| Deron Meranda 
    deron.meranda at gmail.com Wed Jan 4 14:17:44 EST 2006 
 > >> 2. html(encode|decode) for translating all defined entity characters;
> >> currently pythons default cgi.escape only translates "&", "<" and
> >> ">", and xml.sax.saxutils.escape is both silly if you're not using
> >> sax for anything else, and not convenient as you have to give it the
> >> translation table.
> >
> >
> > I probably understand your question wrong, but...
> > &<> are the only characters that need escaping, so cgi.escape should
> > be sufficient.
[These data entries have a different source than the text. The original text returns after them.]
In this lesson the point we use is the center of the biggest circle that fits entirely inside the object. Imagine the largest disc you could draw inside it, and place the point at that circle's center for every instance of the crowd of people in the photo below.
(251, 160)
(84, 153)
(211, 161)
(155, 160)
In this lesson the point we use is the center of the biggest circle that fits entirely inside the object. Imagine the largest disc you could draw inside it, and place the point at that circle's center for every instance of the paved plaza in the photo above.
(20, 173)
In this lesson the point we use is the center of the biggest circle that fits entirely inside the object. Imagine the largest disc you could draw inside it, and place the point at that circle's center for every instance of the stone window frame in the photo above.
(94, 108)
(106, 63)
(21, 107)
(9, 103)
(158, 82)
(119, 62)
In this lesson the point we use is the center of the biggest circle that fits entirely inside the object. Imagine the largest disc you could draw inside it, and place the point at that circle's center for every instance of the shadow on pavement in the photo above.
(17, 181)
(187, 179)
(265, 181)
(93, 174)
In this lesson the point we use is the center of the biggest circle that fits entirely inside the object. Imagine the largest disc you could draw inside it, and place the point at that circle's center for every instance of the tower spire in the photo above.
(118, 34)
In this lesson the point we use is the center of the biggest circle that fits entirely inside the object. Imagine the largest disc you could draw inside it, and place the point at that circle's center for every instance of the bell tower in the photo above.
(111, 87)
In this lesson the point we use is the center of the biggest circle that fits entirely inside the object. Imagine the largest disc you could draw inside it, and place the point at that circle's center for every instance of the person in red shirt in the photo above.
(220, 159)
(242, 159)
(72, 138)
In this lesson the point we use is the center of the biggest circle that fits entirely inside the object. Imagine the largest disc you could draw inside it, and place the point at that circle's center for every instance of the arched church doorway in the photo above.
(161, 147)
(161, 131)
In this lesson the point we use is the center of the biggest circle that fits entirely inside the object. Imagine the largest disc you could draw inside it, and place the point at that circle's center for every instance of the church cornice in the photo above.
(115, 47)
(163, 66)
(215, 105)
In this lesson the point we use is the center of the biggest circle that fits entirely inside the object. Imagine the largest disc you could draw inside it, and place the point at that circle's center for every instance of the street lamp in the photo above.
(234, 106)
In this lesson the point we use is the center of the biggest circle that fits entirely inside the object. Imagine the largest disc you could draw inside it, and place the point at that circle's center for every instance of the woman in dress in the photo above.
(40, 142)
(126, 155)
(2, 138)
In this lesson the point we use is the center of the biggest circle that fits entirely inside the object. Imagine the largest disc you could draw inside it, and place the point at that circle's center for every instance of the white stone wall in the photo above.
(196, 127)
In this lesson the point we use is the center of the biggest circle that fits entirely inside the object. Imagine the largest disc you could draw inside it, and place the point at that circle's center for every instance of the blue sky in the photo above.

International characters can be output using the right
> > codepage in your header, or by using &...; markups.
Remember that cgi.escape can take an optional second parameter,
which when True will also escape the double-quote, ", character.
That is quite useful when the string is part of an attribute value
within an (X)HTML tag.  Then, really, you should have no need to escape
any other character.
The best technique is to simply output UTF-8 documents, writing
the raw unicode characters into the document.  If using unicode
strings in python code, just use the encode string method to get
it into utf8, such as: u'hello'.encode('utf8')
Using UTF-8, you don't need any entity references at all, other than the
four: &, <, >, and " -- which is what cgi.escape
does.
> > > Also a simple method to unescape these is quite useful aswell.
For a simple way, look at the standard htmlentitydefs module.
It should be pretty easy to write a search-replace function which
uses those dictionaries.
Of course to do it correctly is pretty hard, especially in full XML
where you may have things like CDATA sections and such.  So
usually you need to use a full XML parser.
--
Deron Meranda
 |